The Word for you today.


Thank you, Bob Gass for this timely word!!!

Just Do It!

“Do not merely listen to the word, and so deceive yourselves. Do what it says. —James 1:22

Attending Sunday morning worship services weekly and going to Bible study religiously can easily become habitual, with no life-changing results. Attendance is a good thing, but the ultimate purpose should be to experience change—spiritual growth. This is what James wrote about. We are not just hearers of the word, but doers.

When James, the brother of Jesus, wrote this letter the believers from Jerusalem had been scattered throughout Judea, Samaria, Phoenicia, and to Antioch in Syria and Cyprus. This scattering was due to persecution under Herod Agrippa (Acts 12:1-5), which began with the stoning death of Stephen.

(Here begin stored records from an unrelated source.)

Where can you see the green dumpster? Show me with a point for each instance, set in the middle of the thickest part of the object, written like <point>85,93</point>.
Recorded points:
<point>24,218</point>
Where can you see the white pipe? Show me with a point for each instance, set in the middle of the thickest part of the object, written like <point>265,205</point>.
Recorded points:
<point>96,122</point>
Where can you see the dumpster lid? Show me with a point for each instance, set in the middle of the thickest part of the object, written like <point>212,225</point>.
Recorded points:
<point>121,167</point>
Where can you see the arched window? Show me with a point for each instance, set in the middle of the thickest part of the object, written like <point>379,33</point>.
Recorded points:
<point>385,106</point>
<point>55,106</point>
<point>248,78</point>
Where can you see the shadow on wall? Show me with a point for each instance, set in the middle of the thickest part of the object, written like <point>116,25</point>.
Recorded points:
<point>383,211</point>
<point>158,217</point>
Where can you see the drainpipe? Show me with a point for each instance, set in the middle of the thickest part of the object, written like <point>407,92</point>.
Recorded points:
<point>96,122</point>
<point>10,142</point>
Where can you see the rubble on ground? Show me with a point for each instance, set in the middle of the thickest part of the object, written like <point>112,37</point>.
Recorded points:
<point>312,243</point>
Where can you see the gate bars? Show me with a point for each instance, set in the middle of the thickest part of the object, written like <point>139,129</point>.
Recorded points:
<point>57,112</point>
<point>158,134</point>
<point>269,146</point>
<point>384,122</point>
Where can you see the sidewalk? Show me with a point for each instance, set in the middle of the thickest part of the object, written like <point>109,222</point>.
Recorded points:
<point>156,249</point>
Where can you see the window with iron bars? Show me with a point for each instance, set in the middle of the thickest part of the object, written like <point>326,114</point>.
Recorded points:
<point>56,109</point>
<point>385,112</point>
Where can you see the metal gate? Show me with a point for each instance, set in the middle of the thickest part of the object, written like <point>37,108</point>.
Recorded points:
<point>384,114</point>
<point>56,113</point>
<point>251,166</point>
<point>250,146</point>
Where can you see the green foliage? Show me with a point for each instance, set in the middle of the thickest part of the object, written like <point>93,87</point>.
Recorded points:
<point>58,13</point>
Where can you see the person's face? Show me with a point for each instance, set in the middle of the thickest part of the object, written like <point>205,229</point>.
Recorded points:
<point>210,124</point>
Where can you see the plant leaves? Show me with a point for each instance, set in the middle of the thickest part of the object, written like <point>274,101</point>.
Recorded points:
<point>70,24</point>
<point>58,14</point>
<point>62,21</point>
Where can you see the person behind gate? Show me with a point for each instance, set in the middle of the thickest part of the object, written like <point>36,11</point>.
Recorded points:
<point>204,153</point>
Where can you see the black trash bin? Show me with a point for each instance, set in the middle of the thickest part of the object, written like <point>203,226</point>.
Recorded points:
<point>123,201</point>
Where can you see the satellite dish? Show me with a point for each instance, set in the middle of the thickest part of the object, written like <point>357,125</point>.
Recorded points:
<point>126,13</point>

James’ letter addresses practical issues for Christians to demonstrate a lifestyle that exemplifies their Christian faith. James instructs and motivates Christians to develop a mature and consistent faith and to show how Christians can have a loyal friendship with God and with each other.

In essence, James is not writing about how to become a Christian, but instead how to act like a Christian; in other words “practice” what you preach. Having all the correct beliefs about Jesus Christ is not enough. Even demons believe. Real, life-changing faith should produce action. James is specific in his description of the spiritual actions expected of Christians. The primary concern expressed in James’ letter is that readers mature in their Christian walk of faith.  And the way to DO that is to apply biblical principles, and obey His command. Conclusively, just do it! James’ words are just as easy to understand today; but the question of the day is: Are we doing what he says? What kind of behavior characterizes our spiritual lives?

Too often Christians choose to compare their works and spiritual growth to the actions of others who profess to be Christians. Apostle Paul addresses this misconception in Galatians 6:4-5 (CJB), So let each of you scrutinize his own actions. Then if you do find something to boast about, at least the boasting will be based on what you have actually done and not merely on a judgment that you are better than someone else; for each person will carry his own load.”

Be sure to keep attending Sunday morning worship services and scheduled Bible study religiously, just make sure your habitual attendance is producing habitual change in character and conduct. Then you’ll be well on the path to “powerful living” by doing (obeying) the word, not merely listening to it and deceiving yourselves.